Our study is the largest to date to include both orthopedic surgeons and radiologists concurrently evaluating preoperative MRIs for meniscal repairability, reflecting the multidisciplinary nature of real-world clinical practice. The study by Misir et al. included 223 patients but had only orthopaedic reviewers and similarly found high variability in predicting tear repairability [
15]. Additionally, our cohort of 202 tears was evaluated using both 1.5 T and 3 T MRI scanners, enhancing the generalizability of our findings to diverse clinical settings. We also performed a focused subanalysis of patients with concomitant ACL injuries, acknowledging that tear patterns and reparability considerations may differ in this population. Furthermore, we separately analyzed each of the four arthroscopic repairability criteria to assess their individual predictive performance, providing a more granular evaluation.
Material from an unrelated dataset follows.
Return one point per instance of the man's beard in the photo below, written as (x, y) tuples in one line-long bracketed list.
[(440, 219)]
However, several limitations should be noted. First, the retrospective nature of this study introduces inherent selection and information biases and precludes standardized intraoperative documentation of the arthroscopic repairability criteria. Treatment decisions were left at the surgeon’s discretion. Surgical interventions were performed by four different surgeons, each with potentially differing thresholds for repair versus meniscectomy, which introduces inter-surgeon heterogeneity in treatment classification and limits standardization. However, such differences are typical in clinical practice and may reflect regional or institutional variation, which enhances the real-world applicability of our findings. Third, both 1.5 T and 3 T MRI scanners were used without a standardized imaging protocol, potentially introducing variability in tear characterization. Nonetheless, this variability aligns with the spectrum of MRI equipment and protocols used across healthcare systems.
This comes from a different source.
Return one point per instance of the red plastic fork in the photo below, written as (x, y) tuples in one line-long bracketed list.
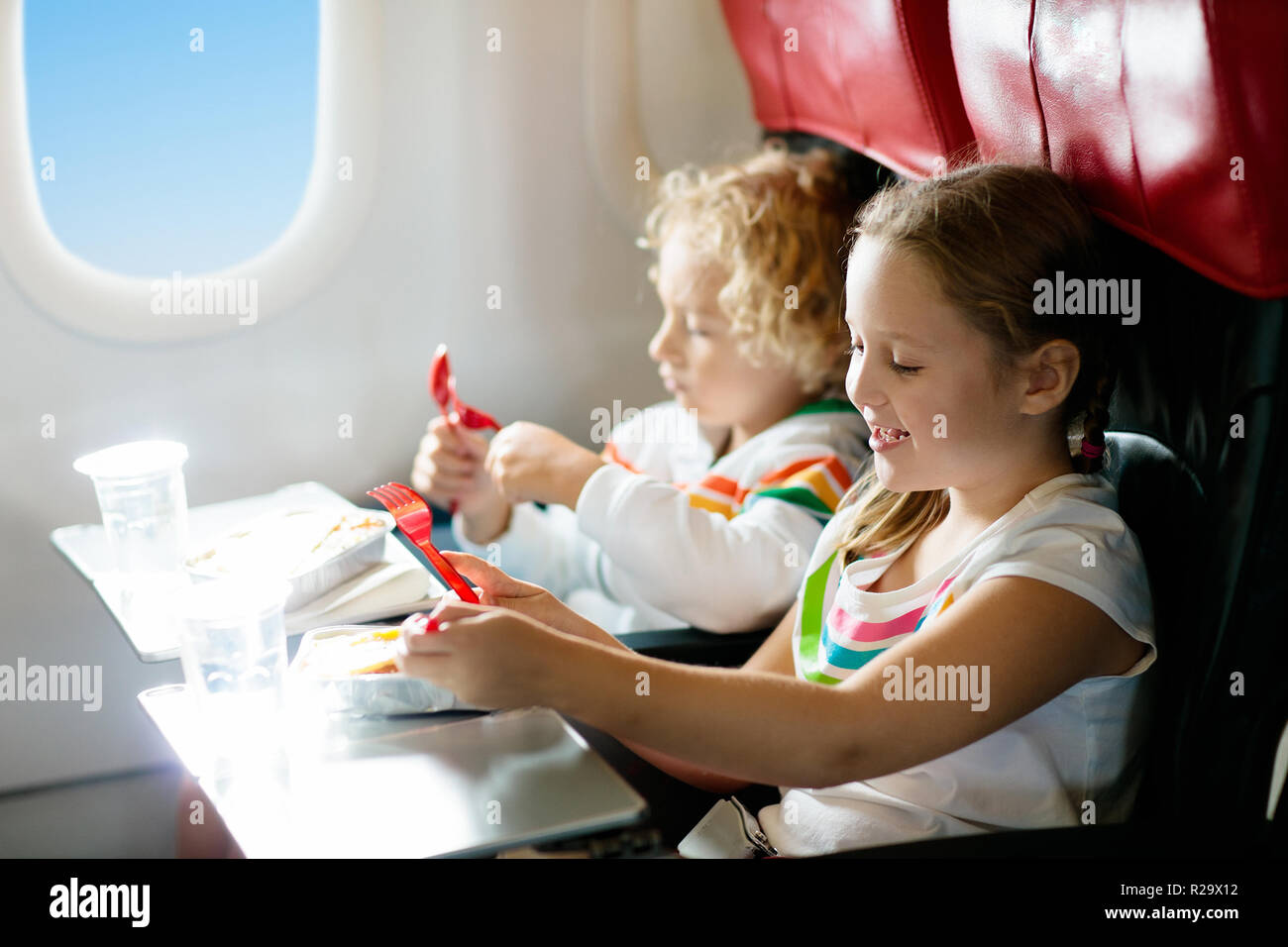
[(413, 518)]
To minimize bias from clinical decision-making variability, an objective four-criterion scoring system was applied to all cases, and MRIs were evaluated independently by experienced reviewers blinded to clinical and surgical outcomes. Additionally, shifts in surgical philosophy towards favoring meniscus preservation may have influenced treatment decisions during the study period. While this heterogeneity limits strict reproducibility, it enhances the generalizability of our findings. Furthermore, patient preferences regarding repair versus resection were not systematically assessed and may have influenced surgical choices. While we did not include patient-specific factors such as age in our MRI-based scoring system, this reflects our study’s focus on evaluating the diagnostic value of structural MRI findings alone. Though age may influence surgeon decision-making in select cases, it is increasingly recognized that age alone is not a strict contraindication to meniscal repair. Factors such as cartilage quality, chronicity, and patient goals are likely more relevant to clinical outcomes. These are important variables to consider in future comprehensive predictive models that combine imaging with clinical data.